We showed that the “from cross-section” approach uses waiting list registry data substantially more efficiently, with the number of waiting list deaths and MELD scores informing revision of MELD increasing sevenfold compared to revision “from registration”. DynReMELD, the score obtained by quantile matching UNOS-MELD to the risk equation that was developed “from cross-section” with IPCW, attains significantly higher c-indices than ReMELD and UNOS-MELD in a geographical validation cohort for predicting remaining time-until-death based on last reported MELD biomarkers (p < 0.001). This is important for Eurotransplant, as Eurotransplant liver allocation prioritizes candidates based on their last reported MELD scores and not MELD at listing. In magnitude, the improvements in c-indices (0.0015 compared to ReMELD, and 0.0040 compared to UNOS-MELD) are comparable to the addition of serum sodium to ReMELD (approx. delta c-index of 0.0030) [42] and the addition of serum albumin to MELD 3.0 (delta c-index of 0.0028) [20]. MELD revision from cross-section with IPCW can thus improve urgency-based risk stratification. Our results suggest that the improvement is due to modeling time-remaining-until-death from cross-sections and not IPCW, as IPCW changed estimated coefficients only slightly.

We believe the main reason why DynReMELD outperforms ReMELD in geographical validation is that revision “from cross-section” uses Eurotransplant registry data substantially more efficiently than revision “from registration”, as the latter method only uses the MELD biomarkers that were reported at listing and the first 90 days of waiting list survival. This raises the question whether revision “from registration” cannot also be improved upon by using available registry data more efficiently. One way of doing this would be to include MELD biomarkers as time-varying covariates. However, because MELD biomarkers also increase inherently as part of the death process, use of biomarkers as time-varying covariates leads to issues of reverse causality. Follow-up data could, in principle, also be used more efficiently by not restricting revision “from registration” to the first 90 days after listing. However, we found that this leads to violations of the proportional hazards assumption for MELD biomarkers. We also assessed how estimates of the 90-day mortality risks are affected by (a) revision “from cross-section” and (b) correcting for dependent censoring with IPCW. Revision “from cross-section” does not meaningfully change estimated 90-day mortality risks, with risks estimated “from cross-section” differing by less than 5 percent points from risks estimated “from registration”. This means that we do not find that there are meaningful differences in 90-day mortality risks between a candidate who reported a particular MELD score at listing and another one who reported that same score as part of a MELD recertification. Mitigation of selection bias with IPCW did increase estimated 90-day waiting list mortality risks for both UNOS-MELD and DynReMELD by 10 percentage points. Failure to account for informative censoring by transplantation/delisting thus leads to an underestimation of 90-day mortality equivalents, which can be problematic as Eurotransplant uses these estimates to assign MELD scores for candidates who receive exception points.

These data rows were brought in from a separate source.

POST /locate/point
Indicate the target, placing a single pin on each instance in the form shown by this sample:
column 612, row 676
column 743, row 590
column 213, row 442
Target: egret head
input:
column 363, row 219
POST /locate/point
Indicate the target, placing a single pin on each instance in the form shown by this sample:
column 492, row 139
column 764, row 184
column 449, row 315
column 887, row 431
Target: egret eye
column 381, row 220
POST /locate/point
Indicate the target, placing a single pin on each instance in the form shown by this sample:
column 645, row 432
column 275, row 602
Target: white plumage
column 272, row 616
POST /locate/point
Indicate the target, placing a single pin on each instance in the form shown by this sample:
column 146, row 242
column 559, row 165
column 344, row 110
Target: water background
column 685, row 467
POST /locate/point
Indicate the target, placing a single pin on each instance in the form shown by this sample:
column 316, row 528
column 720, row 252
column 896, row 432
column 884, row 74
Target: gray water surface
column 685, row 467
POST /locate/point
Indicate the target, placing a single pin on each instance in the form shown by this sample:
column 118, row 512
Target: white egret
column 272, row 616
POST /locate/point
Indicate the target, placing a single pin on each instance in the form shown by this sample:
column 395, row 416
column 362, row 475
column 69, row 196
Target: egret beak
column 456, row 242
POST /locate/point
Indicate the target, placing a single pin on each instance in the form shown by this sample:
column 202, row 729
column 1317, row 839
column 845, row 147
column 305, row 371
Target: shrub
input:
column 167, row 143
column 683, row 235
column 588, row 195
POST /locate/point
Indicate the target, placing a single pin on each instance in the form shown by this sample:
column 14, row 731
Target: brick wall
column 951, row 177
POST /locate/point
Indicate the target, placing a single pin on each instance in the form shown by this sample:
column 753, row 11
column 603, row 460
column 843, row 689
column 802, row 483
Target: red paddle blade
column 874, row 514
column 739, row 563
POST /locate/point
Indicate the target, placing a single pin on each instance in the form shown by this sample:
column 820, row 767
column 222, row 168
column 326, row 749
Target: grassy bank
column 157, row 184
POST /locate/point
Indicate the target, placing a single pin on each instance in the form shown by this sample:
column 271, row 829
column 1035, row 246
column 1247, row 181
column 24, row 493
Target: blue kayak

Eurotransplant currently consists of 38 liver transplant centers located in seven European countries. These centers differ structurally in terms of patient populations, liver transplantation volumes, and willingness to accept donors of marginal quality. A strength of our study is that we assigned candidates to either the development or validation cohort based on their center of listing, which means that the predictive performance of DynReMELD was evaluated in a cohort independent from the centers on which the score was developed.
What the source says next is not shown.